Nell’affrontare questa impegnativa responsabilità, è decisivo e qualificante il contributo assicurato dall’Università. Il secondo aspetto che volevo sottolineare è proprio quello che lega Sant’Ercolano all’Università, nel cui simbolo il Santo compare a fianco del Grifo.
Non è il momento per dilungarsi sul ruolo e l’importanza dello Studium generale. Basti ricordare che sin dalla seconda metà del Duecento, l’istituzione comunale – che nei propri Statuti aveva eletto Ercolano patrono della città – aveva lavorato affinché Perugia fosse inserita fra le città di riferimento per l’insegnamento universitario. Questo impegno del Comune coinvolse l’Università anche nella partecipazione alle manifestazioni sociali e religiose. Lo documentano gli Statuti cittadini già del XIV secolo, che nell’ordine di accesso alle luminarie collocano in posizione di prestigio il Rettore e i dottori dello Studio, quindi gli studenti, così da valorizzare pubblicamente un’istituzione simbolica che era – ed è – vanto per Perugia e il suo governo.

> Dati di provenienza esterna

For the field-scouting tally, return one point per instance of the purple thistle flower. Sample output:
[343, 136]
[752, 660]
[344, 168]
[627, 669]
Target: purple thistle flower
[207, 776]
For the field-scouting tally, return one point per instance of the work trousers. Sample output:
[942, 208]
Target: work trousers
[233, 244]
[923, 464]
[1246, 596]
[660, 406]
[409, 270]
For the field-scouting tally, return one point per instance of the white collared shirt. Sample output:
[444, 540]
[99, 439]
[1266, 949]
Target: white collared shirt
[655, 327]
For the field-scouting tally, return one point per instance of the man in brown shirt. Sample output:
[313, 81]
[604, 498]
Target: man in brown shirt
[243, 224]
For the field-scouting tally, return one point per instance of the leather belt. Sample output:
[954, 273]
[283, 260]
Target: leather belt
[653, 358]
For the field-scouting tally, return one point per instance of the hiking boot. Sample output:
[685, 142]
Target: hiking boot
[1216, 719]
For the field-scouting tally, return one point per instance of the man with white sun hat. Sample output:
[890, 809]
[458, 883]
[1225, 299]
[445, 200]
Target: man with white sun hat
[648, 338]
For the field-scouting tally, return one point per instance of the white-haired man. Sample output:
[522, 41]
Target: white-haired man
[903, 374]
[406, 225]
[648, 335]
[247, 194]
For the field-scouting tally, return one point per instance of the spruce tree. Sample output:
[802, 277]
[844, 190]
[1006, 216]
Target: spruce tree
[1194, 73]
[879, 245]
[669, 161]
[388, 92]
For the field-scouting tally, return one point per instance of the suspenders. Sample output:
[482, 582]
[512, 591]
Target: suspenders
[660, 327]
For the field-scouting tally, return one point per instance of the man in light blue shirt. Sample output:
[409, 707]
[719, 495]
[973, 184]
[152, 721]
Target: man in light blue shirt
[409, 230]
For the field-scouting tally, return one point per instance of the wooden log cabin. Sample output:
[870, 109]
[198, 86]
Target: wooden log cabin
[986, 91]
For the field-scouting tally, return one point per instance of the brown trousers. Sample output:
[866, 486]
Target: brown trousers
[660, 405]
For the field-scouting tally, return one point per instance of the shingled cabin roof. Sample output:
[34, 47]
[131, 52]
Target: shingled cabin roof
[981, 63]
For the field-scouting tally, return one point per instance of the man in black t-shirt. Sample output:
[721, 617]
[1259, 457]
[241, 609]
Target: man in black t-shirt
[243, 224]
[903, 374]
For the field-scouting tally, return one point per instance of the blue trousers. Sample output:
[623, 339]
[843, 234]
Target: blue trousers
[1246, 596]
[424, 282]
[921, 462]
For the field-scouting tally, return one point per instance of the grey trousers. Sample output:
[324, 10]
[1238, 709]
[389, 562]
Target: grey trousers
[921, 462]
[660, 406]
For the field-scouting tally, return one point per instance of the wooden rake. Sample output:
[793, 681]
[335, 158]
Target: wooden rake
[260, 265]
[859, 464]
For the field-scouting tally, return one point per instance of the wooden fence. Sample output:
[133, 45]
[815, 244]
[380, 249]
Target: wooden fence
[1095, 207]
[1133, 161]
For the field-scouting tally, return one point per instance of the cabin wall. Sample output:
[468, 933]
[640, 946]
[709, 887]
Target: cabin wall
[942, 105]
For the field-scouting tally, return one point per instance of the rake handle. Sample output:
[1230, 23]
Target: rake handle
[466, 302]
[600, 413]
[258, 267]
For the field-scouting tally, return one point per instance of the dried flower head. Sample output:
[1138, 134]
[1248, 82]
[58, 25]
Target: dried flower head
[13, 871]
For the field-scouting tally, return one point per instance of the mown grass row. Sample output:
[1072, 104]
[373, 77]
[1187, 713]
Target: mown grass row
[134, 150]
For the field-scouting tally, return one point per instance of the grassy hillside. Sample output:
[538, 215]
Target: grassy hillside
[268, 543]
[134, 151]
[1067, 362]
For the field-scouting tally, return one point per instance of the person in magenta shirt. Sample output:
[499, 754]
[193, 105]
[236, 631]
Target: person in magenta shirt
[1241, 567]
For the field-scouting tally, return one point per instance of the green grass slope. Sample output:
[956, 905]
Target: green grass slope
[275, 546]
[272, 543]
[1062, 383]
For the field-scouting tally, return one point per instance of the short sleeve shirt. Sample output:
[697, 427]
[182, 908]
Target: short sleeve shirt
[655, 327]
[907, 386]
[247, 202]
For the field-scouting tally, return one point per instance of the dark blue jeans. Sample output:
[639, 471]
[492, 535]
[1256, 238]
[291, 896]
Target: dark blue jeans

Il livello di investimento in cultura e formazione dice la volontà della comunità tutta di darsi condizioni e opportunità di sviluppo. È anche via indispensabile alla pace, a far sì che la nostra Europa non sia ulteriormente ferita dai barbari, ossia dalla violenza della guerra.
Portiamo davanti al Signore le sofferenze, attese, le necessità del nostro popolo, compresa la situazione di disagio che oggi vede faticare tanti studenti nel trovare alloggio.
Nella memoria viva di Sant’Ercolano, di cui da quasi 1500 anni la nostra città conserva le reliquie, ci impegniamo a crescere nel senso della comunità come stile di vita, così da assicurare anche il diffondersi di una cultura della solidarietà.